The dataset preparation and model training is done via pytorch lightning. All the logging is done via MLFlow. For code details, please refer to my repository.

* register-job
Registration of the model from the latest run.

* delete-compute
Compute deletion after training has completed.

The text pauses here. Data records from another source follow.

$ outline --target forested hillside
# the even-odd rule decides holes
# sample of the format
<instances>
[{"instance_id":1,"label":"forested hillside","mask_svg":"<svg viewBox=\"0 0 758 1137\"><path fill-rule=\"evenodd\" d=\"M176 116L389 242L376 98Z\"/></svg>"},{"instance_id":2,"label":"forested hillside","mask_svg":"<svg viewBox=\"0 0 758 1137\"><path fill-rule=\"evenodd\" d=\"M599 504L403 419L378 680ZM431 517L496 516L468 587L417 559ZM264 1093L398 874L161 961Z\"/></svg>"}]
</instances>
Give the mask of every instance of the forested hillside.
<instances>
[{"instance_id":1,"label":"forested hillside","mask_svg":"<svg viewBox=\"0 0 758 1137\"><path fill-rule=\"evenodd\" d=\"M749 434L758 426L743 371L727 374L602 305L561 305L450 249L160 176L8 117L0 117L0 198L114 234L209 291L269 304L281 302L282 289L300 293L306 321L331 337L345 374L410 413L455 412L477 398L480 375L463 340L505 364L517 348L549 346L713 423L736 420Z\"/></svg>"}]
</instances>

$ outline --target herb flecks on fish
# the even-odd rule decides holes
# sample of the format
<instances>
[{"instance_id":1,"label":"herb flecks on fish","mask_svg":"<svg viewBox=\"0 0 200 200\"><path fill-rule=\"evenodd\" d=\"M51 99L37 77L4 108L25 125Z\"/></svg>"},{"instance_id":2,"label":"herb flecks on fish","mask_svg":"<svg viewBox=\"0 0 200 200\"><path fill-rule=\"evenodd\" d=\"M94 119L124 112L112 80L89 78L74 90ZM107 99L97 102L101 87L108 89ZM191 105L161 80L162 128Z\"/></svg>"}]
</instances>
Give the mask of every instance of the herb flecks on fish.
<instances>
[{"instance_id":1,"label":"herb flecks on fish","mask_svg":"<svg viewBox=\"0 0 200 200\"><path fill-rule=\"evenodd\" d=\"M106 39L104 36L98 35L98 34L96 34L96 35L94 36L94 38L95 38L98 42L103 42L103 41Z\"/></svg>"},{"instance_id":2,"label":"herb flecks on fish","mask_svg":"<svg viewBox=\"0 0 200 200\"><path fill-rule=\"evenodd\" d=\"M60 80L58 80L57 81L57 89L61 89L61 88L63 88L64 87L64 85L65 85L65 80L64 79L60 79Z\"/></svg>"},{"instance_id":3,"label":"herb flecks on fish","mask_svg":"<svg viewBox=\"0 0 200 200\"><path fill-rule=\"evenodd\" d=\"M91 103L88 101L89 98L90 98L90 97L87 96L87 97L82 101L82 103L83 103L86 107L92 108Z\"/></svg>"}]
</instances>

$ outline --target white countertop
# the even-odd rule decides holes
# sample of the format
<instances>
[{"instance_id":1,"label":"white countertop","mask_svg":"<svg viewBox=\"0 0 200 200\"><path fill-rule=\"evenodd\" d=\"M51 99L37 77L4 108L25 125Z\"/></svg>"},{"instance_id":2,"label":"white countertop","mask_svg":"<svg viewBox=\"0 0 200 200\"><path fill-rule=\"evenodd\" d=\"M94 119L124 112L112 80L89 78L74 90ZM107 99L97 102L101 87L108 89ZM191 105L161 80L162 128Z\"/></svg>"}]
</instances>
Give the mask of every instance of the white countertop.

name: training and registering modelenv:
job_name: ga-run-10
compute_name: computer456
registered_model_name: GA_model
on:
schedule:
- cron: "1 2 * * 1"
jobs:
train-job:
runs-on: ubuntu-latest
steps:
- name: check out repo
uses: actions/checkout@v2
- name: azure login
uses: azure/login@v1
with:
creds: ${{secrets.AZURE_CREDENTIALS}}
- name: setup
run: bash setup.sh
working-directory: cli
continue-on-error: true
- name: create-compute
run: az ml compute create --name $compute_name --size STANDARD_DS11_v2 --min-instances 1 --max-instances 2 --type AmlCompute
- name: train-job
working-directory: jobs
run: az ml job create --file train.yml --debug --stream # --stream causes the step to go on, as long as the model trains.
# If training is expected to take a long time, registration can be scheduled in a separate cron job, triggered later.
register-job:
needs: [train-job]
runs-on: ubuntu-latest
steps:
- name: check out repo
uses: actions/checkout@v2
- name: azure login
uses: azure/login@v1
with:
creds: ${{secrets.AZURE_CREDENTIALS}}
- name: setup
run: bash setup.sh
working-directory: cli
continue-on-error: true
- name: register-model
run: az ml model create
--name $registered_model_name 
--version 10
--path azureml://jobs/ga-run-10/outputs/artifacts/paths/outputs/
--type custom_model
delete-compute:
needs: [train-job]
runs-on: ubuntu-latest
steps:
- name: check out repo
uses: actions/checkout@v2
- name: azure login
uses: azure/login@v1
with:
creds: ${{secrets.AZURE_CREDENTIALS}}
- name: setup
run: bash setup.sh
working-directory: cli
continue-on-error: true
- name: delete-step
run: az ml compute delete --name $compute_name --yes

deployment_pipeline.yml: Frequency – Every Monday at 3:01 am
* Endpoint & deployment creation(if its the first time)
* Updating online deployment with latest model (shown below)

name: model deployment
on:
schedule:
- cron: "1 3 * * 1"
jobs:
# compare-job:
#  Compare if the model is good enough
#  Profile the model
#  If it is good enough, proceed to next step 
deployment-job:
runs-on: ubuntu-latest
steps:
- name: check out repo
uses: actions/checkout@v2
- name: azure login
uses: azure/login@v1
with:
creds: ${{secrets.AZURE_CREDENTIALS}}
- name: setup
run: bash setup.sh
working-directory: cli
continue-on-error: true
# Commenting out as endpoint creation is only needed during the first run
# - name: create-endpoint
#   run: az ml online-endpoint create --name ga-deployment
- name: deployment-step
run: az ml online-deployment update -f deploy.yml #--all-traffic # First time it'll be az ml ... create --all-traffic
working-directory: jobs

I have kept the cron jobs’ execution 1 hour apart as it completes within 1 hour, you may keep a longer duration if required. You may also set flags to capture job completion.

cli/

setup.sh: Configures the VM on which the code runs, for Azure ML

GROUP="RG"
LOCATION="eastus"
WORKSPACE="AzureMLWorkspace"az configure --defaults group=$GROUP workspace=$WORKSPACE location=$LOCATION
az extension remove -n ml
az extension add -n ml

jobs/

Azure specific YAML files are kept here along with python scripts for individual pipeline step execution.

data_download.py
get_ticker_data(…)
Download the data via API call and save it to a csv file. I have downloaded the data using Yahoo Finance API.

get_dataset_tags(…)
Versioning the data and adding tags.

Dataset tags generated before uploading it to Azure

save_to_data_upload(…)
Write out the dataset specifications to the Azure yml file for uploading to Azure datastore.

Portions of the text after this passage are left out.